Think how hostile an awful lot of companies are to organised religion; to any talk of ‘faith’. Now consider that in both America and the UK, it’s probably easier to count on your fingers the number of institutions that aren’t engaging in ‘mindfulness’ than those that are; giving ‘mindfulness’ teachers special spaces to have classes and encouraging staff to take part.
The mindful include Google, Kensington and Chelsea council, the European Central Bank and the US Marines. The NHS is funding mindfulness sessions for depression as an alternative to pharmaceutical interventions. There’s anall-party mindfulness group in parliament, which Ruby Wax helped launch. Richard Layard, Britain’s ‘happiness guru’, is all for it. Madeleine Bunting has suggested in the Guardian that it should be mandatory in schools. Indeed, if you find yourself on a train with a fellow traveller gazing at you benevolently, it’s possible that they’re not insane but just radiating mindful compassion.

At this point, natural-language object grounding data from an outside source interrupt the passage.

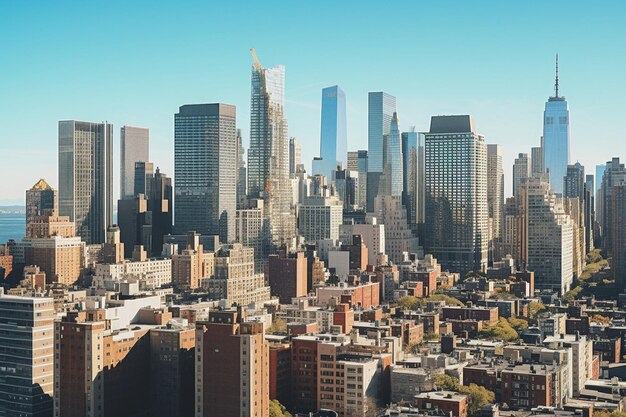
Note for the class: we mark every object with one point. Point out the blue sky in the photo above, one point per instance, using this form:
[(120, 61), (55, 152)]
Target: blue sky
[(136, 62)]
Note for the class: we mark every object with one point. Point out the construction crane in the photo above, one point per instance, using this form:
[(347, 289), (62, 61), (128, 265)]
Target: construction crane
[(257, 64)]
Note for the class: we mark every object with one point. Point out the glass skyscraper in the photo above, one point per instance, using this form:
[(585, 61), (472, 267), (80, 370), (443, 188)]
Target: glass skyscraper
[(556, 137), (268, 156), (205, 175), (86, 177), (333, 137), (456, 194)]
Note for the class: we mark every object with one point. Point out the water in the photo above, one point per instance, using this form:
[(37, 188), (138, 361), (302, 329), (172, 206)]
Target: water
[(12, 226)]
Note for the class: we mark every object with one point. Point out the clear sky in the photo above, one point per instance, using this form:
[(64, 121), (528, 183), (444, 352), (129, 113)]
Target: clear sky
[(136, 62)]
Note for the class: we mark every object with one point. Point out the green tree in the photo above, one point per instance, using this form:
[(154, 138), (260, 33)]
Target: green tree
[(278, 410)]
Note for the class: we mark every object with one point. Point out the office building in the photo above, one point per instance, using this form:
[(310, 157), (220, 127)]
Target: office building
[(393, 160), (295, 155), (205, 178), (456, 194), (41, 200), (26, 356), (381, 107), (556, 137), (288, 276), (268, 156), (548, 233), (319, 218), (134, 147), (86, 177), (232, 367), (333, 137), (235, 279), (495, 198), (521, 171)]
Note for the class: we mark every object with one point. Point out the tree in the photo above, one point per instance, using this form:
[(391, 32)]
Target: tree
[(279, 326), (278, 410)]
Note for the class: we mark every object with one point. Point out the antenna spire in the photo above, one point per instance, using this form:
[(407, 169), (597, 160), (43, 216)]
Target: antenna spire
[(556, 80)]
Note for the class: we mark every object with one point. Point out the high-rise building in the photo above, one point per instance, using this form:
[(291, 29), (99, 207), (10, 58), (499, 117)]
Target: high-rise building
[(556, 137), (536, 158), (319, 218), (242, 173), (26, 355), (205, 178), (41, 200), (235, 279), (549, 239), (381, 107), (134, 147), (393, 160), (574, 181), (287, 276), (333, 137), (456, 194), (495, 197), (232, 367), (618, 225), (521, 170), (268, 156), (144, 172), (614, 174), (295, 155), (86, 177), (357, 161)]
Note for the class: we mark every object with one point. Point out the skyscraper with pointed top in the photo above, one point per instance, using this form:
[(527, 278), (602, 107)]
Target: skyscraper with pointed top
[(556, 135), (268, 156)]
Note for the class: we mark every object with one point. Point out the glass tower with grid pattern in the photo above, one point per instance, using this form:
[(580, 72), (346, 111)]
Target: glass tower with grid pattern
[(456, 229)]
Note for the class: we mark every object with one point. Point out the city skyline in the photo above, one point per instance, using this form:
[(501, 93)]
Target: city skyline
[(519, 76)]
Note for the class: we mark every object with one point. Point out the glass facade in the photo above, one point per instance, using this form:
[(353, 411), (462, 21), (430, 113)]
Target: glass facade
[(205, 178), (381, 107), (556, 141), (86, 177), (333, 137), (456, 194)]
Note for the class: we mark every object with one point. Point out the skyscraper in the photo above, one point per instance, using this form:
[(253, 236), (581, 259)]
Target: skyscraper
[(134, 147), (268, 156), (333, 137), (86, 177), (548, 236), (26, 355), (381, 107), (456, 193), (393, 160), (295, 155), (556, 137), (205, 177), (521, 170), (41, 200), (495, 196)]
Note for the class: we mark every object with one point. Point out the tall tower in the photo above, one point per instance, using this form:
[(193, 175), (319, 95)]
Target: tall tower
[(333, 137), (134, 147), (380, 109), (456, 194), (86, 177), (205, 177), (268, 156), (556, 135), (495, 196)]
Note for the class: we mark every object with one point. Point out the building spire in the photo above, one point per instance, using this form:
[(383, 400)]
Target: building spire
[(556, 80)]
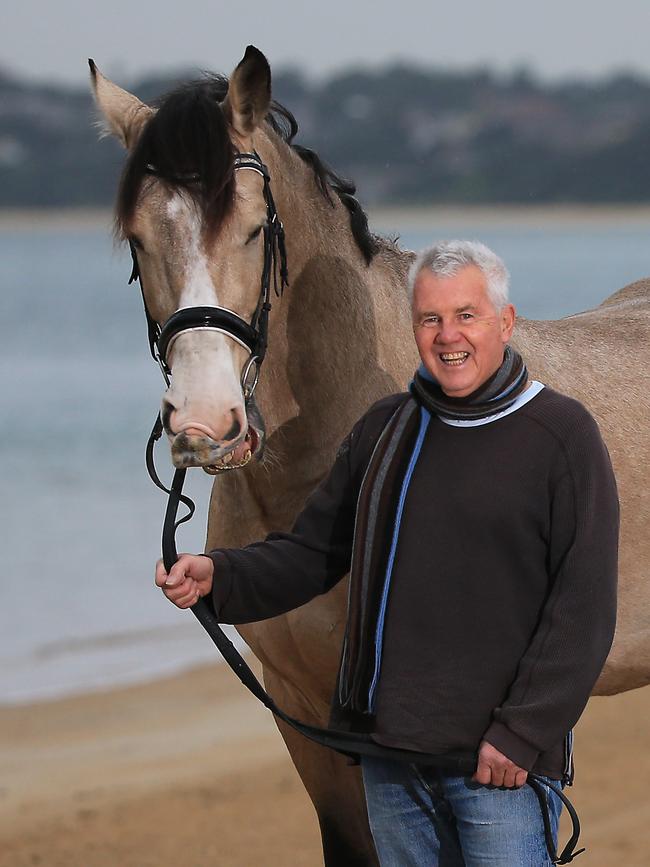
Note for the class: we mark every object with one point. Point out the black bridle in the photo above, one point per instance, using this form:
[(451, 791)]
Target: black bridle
[(254, 337)]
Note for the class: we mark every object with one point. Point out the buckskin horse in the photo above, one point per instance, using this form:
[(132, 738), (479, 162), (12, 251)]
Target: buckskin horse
[(194, 204)]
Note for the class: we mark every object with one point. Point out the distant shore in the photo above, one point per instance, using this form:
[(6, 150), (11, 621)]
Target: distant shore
[(381, 217)]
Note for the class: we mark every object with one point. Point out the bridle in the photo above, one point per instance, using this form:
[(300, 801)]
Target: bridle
[(253, 336)]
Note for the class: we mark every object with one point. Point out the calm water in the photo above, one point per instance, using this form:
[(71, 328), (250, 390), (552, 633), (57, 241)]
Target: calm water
[(81, 520)]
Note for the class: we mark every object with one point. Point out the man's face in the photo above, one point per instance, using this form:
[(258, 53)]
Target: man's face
[(460, 335)]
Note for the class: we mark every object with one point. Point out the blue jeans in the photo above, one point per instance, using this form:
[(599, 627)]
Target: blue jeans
[(422, 817)]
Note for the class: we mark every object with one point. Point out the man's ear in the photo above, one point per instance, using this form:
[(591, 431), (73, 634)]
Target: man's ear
[(508, 317), (124, 114)]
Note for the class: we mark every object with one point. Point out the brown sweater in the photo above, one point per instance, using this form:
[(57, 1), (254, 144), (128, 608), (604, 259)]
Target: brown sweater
[(501, 607)]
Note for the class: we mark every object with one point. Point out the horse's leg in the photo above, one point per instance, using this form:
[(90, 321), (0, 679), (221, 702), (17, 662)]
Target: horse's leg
[(335, 788), (336, 791)]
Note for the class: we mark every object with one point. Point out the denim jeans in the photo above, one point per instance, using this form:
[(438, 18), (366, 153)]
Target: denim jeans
[(422, 817)]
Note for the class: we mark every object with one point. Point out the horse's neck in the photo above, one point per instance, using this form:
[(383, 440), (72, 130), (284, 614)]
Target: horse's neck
[(340, 336)]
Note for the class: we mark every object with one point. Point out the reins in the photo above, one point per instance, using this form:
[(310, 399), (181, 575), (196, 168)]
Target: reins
[(254, 337)]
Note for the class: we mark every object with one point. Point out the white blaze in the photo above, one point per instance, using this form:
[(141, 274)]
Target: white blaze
[(205, 385)]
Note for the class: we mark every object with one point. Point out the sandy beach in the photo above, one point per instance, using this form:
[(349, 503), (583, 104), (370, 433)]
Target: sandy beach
[(191, 772)]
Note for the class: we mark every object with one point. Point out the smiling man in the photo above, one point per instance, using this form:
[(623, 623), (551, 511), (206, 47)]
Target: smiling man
[(478, 518)]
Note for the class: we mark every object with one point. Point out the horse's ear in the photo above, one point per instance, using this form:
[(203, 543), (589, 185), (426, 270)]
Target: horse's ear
[(249, 92), (124, 114)]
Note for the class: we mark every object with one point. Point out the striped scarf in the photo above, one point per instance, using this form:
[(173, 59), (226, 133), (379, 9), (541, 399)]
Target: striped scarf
[(496, 394)]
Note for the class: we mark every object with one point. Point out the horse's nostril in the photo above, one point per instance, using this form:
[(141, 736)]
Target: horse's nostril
[(166, 413), (235, 429)]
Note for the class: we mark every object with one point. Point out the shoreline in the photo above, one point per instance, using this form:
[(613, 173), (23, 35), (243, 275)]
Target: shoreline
[(407, 217), (190, 769)]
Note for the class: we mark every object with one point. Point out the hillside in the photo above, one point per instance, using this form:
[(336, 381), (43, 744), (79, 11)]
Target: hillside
[(404, 134)]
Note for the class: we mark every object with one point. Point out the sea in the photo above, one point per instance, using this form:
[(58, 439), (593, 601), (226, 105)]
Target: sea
[(80, 519)]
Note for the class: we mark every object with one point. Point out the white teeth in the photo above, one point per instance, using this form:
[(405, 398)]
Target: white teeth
[(453, 358)]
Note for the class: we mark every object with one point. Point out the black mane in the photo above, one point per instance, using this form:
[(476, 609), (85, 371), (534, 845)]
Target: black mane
[(187, 144)]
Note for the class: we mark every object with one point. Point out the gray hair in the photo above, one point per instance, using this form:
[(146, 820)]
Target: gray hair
[(447, 258)]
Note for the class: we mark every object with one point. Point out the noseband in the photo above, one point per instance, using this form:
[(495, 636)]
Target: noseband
[(253, 335)]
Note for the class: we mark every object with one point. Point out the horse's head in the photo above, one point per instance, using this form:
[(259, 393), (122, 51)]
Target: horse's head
[(197, 221)]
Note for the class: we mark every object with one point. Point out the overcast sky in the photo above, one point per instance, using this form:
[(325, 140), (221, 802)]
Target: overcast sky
[(51, 39)]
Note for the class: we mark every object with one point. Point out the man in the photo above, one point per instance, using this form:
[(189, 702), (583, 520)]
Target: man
[(479, 518)]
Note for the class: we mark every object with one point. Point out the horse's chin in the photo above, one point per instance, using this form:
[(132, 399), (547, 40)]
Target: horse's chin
[(202, 451)]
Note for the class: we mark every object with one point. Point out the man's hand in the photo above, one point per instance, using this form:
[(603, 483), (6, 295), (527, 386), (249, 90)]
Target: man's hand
[(496, 769), (189, 578)]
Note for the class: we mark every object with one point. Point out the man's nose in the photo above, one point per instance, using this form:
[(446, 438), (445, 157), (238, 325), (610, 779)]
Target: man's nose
[(448, 331)]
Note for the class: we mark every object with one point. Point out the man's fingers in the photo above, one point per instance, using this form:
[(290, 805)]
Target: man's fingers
[(483, 774), (179, 571), (161, 573), (509, 776), (188, 599)]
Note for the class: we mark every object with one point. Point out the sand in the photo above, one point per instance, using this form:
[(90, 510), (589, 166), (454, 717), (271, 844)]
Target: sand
[(191, 772)]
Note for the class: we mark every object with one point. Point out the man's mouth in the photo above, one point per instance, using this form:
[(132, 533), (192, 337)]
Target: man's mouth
[(453, 359)]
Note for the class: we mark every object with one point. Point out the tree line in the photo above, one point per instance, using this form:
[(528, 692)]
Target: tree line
[(404, 134)]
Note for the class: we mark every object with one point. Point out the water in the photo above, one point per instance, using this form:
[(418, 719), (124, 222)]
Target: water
[(80, 518)]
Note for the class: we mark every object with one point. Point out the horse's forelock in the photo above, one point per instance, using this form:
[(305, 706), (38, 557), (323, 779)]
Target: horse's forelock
[(188, 136), (187, 145)]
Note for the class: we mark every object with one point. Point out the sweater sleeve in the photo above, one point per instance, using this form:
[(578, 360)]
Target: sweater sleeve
[(576, 627), (286, 570)]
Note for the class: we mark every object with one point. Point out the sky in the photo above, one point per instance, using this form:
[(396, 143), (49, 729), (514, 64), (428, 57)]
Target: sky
[(51, 39)]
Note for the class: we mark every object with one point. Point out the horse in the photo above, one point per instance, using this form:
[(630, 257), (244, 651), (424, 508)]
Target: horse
[(339, 338)]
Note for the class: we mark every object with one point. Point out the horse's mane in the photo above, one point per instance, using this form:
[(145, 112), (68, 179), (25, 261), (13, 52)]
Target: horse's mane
[(186, 143)]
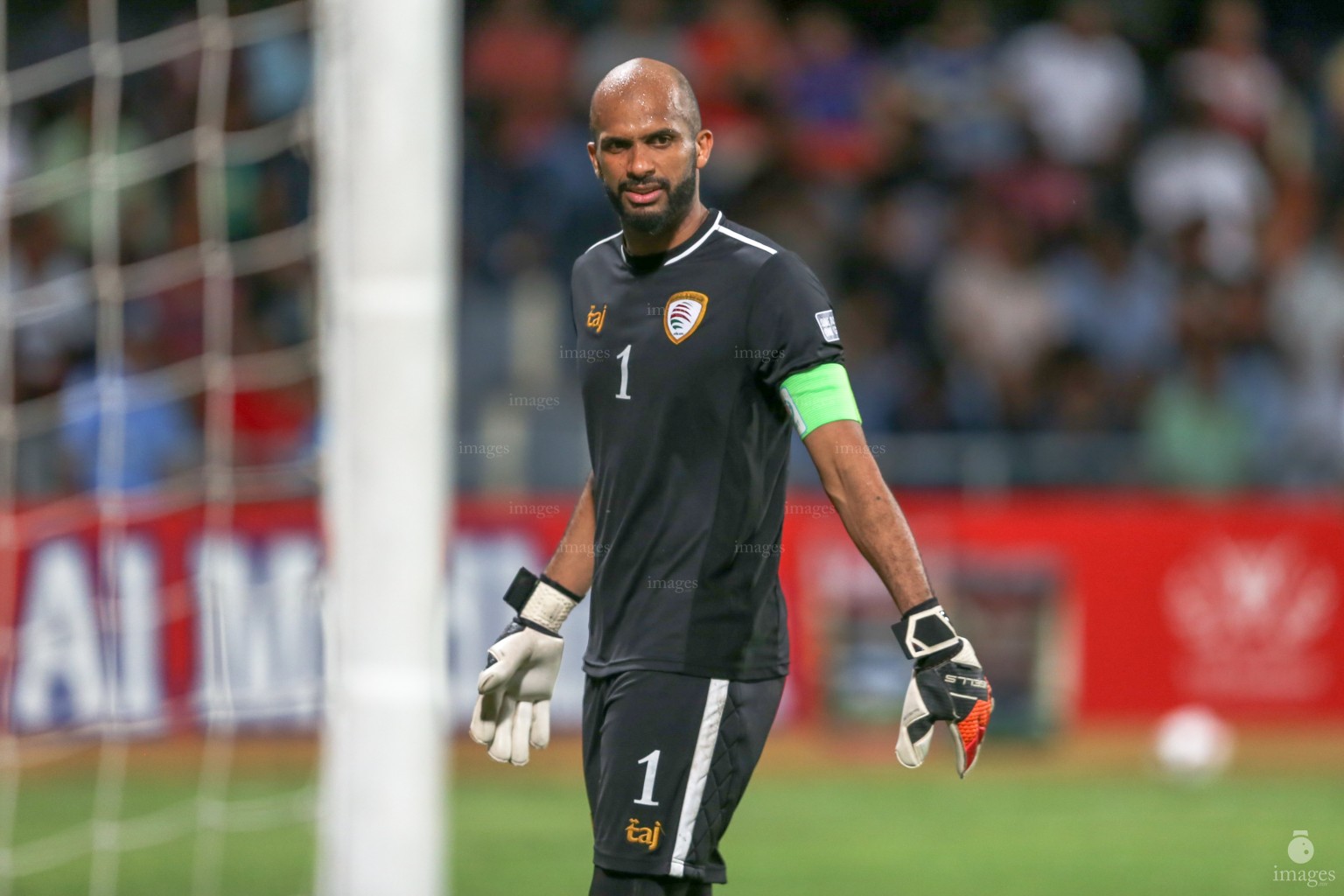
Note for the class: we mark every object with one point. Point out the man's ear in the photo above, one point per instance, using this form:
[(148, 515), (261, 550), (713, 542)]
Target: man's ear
[(704, 145)]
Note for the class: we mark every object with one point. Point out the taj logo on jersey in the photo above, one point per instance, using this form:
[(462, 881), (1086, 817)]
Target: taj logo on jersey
[(683, 313), (646, 836)]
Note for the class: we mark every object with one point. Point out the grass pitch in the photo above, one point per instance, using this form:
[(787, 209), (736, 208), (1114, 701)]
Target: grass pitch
[(822, 817)]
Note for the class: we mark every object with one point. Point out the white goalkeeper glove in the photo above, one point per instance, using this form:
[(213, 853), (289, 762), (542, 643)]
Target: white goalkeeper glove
[(514, 708), (948, 685)]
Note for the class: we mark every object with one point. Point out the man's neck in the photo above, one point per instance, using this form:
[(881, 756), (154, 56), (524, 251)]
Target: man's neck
[(637, 243)]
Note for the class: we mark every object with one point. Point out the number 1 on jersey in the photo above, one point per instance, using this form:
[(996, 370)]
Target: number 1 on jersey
[(626, 374), (651, 771)]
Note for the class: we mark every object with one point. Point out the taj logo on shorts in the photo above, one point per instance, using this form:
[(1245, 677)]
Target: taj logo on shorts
[(647, 836), (683, 313)]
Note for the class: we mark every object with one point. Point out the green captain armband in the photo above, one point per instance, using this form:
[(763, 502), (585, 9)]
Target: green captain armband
[(819, 396)]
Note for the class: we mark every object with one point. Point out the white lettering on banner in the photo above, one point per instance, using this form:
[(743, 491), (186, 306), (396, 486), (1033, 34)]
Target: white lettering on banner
[(258, 629), (1251, 615), (58, 679)]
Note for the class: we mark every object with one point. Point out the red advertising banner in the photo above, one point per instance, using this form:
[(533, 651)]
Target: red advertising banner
[(1161, 602), (1100, 607)]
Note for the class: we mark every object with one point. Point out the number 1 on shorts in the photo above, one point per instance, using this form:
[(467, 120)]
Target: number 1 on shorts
[(649, 774), (626, 379)]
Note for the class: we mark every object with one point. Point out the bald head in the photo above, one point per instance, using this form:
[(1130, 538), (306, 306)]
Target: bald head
[(654, 87)]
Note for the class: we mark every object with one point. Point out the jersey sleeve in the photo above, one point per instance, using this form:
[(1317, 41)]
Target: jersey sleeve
[(792, 326)]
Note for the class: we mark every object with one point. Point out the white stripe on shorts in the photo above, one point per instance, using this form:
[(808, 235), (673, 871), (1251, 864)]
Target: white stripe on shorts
[(699, 773)]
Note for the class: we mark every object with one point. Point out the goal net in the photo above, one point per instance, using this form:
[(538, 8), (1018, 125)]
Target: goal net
[(170, 642)]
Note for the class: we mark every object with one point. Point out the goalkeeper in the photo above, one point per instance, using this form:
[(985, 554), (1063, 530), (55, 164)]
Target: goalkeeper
[(704, 343)]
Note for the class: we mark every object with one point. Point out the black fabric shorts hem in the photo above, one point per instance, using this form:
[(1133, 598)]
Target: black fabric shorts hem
[(662, 751), (659, 868)]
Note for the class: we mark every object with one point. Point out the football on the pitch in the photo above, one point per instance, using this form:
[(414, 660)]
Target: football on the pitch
[(1194, 743)]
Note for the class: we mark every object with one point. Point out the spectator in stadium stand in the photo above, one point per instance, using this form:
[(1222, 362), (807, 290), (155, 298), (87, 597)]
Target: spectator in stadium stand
[(1306, 318), (827, 92), (1196, 171), (52, 300), (634, 29), (995, 315), (950, 66), (158, 436), (1117, 300), (734, 55), (144, 207), (1196, 434), (1078, 82), (1230, 74), (518, 62)]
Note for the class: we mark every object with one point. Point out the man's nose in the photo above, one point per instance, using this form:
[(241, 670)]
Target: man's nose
[(641, 161)]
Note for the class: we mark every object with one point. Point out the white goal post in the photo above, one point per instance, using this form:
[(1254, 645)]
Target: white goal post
[(388, 74)]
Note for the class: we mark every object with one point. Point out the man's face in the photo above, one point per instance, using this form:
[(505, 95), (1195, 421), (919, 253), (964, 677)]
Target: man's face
[(648, 160)]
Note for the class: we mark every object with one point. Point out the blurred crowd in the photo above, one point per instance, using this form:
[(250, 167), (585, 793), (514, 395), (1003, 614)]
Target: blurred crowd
[(1027, 226), (93, 414), (1030, 226)]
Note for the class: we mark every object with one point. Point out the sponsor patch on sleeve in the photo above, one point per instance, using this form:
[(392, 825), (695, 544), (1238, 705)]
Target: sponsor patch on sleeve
[(827, 321)]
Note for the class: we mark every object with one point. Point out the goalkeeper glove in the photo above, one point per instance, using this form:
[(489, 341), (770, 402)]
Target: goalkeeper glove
[(948, 685), (514, 707)]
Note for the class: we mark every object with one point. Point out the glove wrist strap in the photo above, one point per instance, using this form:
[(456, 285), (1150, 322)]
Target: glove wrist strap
[(541, 601), (927, 630), (549, 606)]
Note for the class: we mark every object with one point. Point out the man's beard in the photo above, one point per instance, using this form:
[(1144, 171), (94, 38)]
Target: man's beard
[(654, 223)]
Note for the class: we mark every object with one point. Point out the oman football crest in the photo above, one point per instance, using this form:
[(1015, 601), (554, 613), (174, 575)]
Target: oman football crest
[(683, 313)]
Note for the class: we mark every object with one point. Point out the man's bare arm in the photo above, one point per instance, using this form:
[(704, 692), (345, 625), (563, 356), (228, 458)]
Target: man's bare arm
[(869, 512), (571, 564)]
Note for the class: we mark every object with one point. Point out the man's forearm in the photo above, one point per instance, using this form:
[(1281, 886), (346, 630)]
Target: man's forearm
[(870, 514), (571, 564)]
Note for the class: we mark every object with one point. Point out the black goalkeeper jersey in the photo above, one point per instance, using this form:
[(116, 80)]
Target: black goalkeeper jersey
[(680, 358)]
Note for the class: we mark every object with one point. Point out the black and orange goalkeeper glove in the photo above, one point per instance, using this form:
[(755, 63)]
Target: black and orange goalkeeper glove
[(948, 685)]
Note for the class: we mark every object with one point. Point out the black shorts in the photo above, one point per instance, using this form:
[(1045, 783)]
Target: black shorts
[(667, 760)]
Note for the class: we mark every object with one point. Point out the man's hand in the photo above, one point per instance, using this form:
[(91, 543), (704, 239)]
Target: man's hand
[(514, 708), (948, 685)]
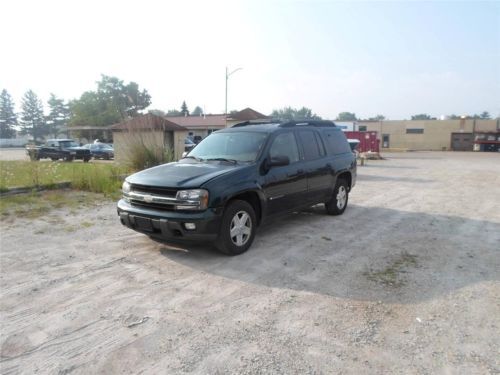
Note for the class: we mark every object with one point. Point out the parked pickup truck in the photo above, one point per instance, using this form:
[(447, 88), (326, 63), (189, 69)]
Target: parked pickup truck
[(238, 178), (56, 149)]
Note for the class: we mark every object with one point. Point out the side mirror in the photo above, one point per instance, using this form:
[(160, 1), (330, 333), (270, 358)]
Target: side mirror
[(278, 161)]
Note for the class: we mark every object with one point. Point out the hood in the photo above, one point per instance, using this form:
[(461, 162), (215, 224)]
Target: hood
[(76, 148), (182, 174)]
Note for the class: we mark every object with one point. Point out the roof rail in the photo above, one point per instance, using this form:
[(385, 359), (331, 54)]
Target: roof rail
[(245, 123), (288, 123), (317, 123)]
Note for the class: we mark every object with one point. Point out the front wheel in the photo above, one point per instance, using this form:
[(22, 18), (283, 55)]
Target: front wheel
[(338, 202), (237, 228)]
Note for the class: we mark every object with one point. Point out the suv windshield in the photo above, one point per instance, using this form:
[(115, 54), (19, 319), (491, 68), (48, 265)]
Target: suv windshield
[(67, 144), (241, 146)]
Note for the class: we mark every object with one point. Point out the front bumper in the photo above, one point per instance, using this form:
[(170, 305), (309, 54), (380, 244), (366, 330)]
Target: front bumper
[(169, 225)]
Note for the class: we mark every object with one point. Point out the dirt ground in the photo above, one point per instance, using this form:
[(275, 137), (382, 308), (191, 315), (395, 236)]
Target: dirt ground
[(406, 281)]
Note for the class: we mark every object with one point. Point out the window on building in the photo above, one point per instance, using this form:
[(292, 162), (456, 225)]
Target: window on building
[(415, 131)]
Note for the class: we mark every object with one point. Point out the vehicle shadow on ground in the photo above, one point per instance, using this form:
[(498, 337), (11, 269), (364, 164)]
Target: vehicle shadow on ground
[(369, 253)]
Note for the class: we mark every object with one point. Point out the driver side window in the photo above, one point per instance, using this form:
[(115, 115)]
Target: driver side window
[(285, 145)]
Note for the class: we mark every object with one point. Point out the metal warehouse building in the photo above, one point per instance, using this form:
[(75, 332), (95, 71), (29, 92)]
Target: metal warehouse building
[(436, 135)]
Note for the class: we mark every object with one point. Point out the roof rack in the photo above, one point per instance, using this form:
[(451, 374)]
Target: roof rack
[(317, 123), (288, 124), (246, 123)]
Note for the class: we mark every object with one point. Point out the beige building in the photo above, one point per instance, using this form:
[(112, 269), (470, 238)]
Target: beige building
[(247, 114), (198, 127), (156, 133), (431, 135)]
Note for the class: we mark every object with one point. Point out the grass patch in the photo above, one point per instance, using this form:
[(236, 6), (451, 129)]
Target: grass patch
[(102, 178), (392, 274), (35, 205)]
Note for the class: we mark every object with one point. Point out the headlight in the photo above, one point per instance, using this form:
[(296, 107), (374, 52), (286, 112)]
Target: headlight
[(197, 196), (126, 188)]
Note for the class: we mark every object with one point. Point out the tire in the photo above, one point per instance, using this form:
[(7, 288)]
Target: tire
[(338, 203), (241, 214)]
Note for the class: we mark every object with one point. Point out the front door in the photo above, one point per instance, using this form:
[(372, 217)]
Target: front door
[(461, 141), (317, 167), (284, 186)]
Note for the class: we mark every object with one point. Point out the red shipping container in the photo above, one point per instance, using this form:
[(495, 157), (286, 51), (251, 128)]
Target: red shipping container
[(367, 141)]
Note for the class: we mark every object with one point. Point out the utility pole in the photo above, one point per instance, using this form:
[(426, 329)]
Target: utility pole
[(227, 77)]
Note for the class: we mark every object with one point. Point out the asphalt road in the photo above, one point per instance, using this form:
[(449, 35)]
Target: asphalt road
[(406, 281)]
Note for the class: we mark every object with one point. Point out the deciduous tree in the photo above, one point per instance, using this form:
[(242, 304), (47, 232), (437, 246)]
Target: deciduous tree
[(112, 102), (32, 118), (58, 115), (8, 118)]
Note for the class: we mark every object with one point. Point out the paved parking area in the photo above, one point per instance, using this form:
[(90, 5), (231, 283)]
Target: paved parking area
[(406, 281)]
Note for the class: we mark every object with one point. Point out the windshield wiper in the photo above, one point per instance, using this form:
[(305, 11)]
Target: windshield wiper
[(224, 159), (193, 157)]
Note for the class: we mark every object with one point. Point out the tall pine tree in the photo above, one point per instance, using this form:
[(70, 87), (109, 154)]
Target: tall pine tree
[(58, 115), (32, 119), (184, 110), (8, 118)]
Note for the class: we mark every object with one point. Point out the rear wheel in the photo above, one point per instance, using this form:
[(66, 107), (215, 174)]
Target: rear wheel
[(338, 202), (237, 228)]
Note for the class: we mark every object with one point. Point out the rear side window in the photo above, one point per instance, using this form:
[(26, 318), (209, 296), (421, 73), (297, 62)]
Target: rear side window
[(337, 142), (285, 145), (309, 145)]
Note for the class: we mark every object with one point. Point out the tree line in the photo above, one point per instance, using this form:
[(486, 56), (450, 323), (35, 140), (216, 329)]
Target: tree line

It’s been touted as a cure for pretty well everything, from depression, stress, anxiety and chronic pain to eczema. And for those who can’t manage the group sessions, there’s a handy app called HeadSpace which enables you to do mindfulness on the go from your smartphone and now offers a bespoke service. The app was invented by Andy Puddicombe, a fortysomething former Buddhist monk with a degree in circus arts. According to the New York Times,‘Puddicombe is doing for meditation what Jamie Oliver has done for food.’ Certainly mindfulness is doing for Puddicombe what food has done for Jamie Oliver, because he’s now worth about £25 million.
So what exactly is mindfulness? On the back of a week of sessions, I can assert with some confidence that it’s about being very much in the present moment. You’re encouraged to become aware of your breathing, your body and your surroundings. Plus you’re meant to view people and things in a compassionate, non-judgmental spirit. Think meditation, think Buddhism, and you’re there, so long as you don’t forget the breathing.
It’s ubiquitous, non-invasive and involves sitting quietly and not judging anyone. Guided, communal meditation, let’s say. Anyway, you may be thinking, what do you actually do when you’re being mindful? What actually happens? Well, normally you sit in a semi-circle in a group — anything from five or so to a couple of dozen of you, though some sessions led by the gurus of the movement can muster hundreds. It’ll be a nice quiet place, possibly with candles. Most sessions start off with an exploration of how stressed we all are. The teacher fills a chart with examples — your Tube journey? Your week at work? — and invites participants to stick up their hands if they’re stressed. Everyone does. Then there may be a bit of neurology with diagrams on the chart, showing how we’re all using the fight-or-flight bit of our brain inappropriately, as opposed to the new neurological pathways we can make by reprogramming our brains to chill out through meditation. Then there’s the conscious breathing. It may be preceded by contemplating a leaf or a glass of water before you start focusing on your breath coming in and going out. At which point, as Dorothy Parker would say, you find me and Morpheus in the corner, necking. But the routine varies. At one session, one girl, invited to imagine herself as a tree, plaintively cried: ‘Please can I not be a tree? I was dreading on the way here that I’d have to be a tree.’